Plant material and DNA extraction
DNA was extracted from dried leaves or cambium of 98 C. schweinfurthii individuals from four populations (localities) across three countries (Cameroon, Burkina Faso and Côte d'Ivoire; see Fig. 1) using an adapted version of the protocol by Mariac et al. [12]. To ensure DNA purity and address the challenges posed by the high levels of phenolic, polysaccharidic, and glyco-lipidic compounds in the extracts that complicate DNA isolation, the homogenate of each sample was pretreated with a sorbitol-based extraction buffer solution (composed of 63.7g of sorbitol, 100mL of 1M Tris-HCl pH 8, 10mL of 0.5M EDTA pH 8, 5g of 0.5% sodium bisulfite added on the same day, and Milli-Q water to a final volume of 1000ml), The whole mixture is centrifuged before applying the extraction protocol [12]. Three washing series, each involving 1.5mL of buffer solution per sample and per wash, were performed.

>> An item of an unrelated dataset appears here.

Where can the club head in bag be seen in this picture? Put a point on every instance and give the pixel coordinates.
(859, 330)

Microsatellite development
A genomic library was prepared for two out of the 98 individuals (ARM0325 and ARM0326, Data availability and Supplementary Information 1) from Cameroon following the protocol by Mariac et al. [13], and sequenced in paired-end mode using Illumina MiSeq v2 reagents with 2 × 250 bp reads at Novogene (Munich, Germany). We obtained 1,463,279 and 1,458,372 raw reads for individuals ARM325 and ARM326, respectively. Reads were joined using FLASH v1.2.11[14], resulting in 1,035,067 and 1,010,583 joined reads for individuals ARM325 and ARM326, respectively.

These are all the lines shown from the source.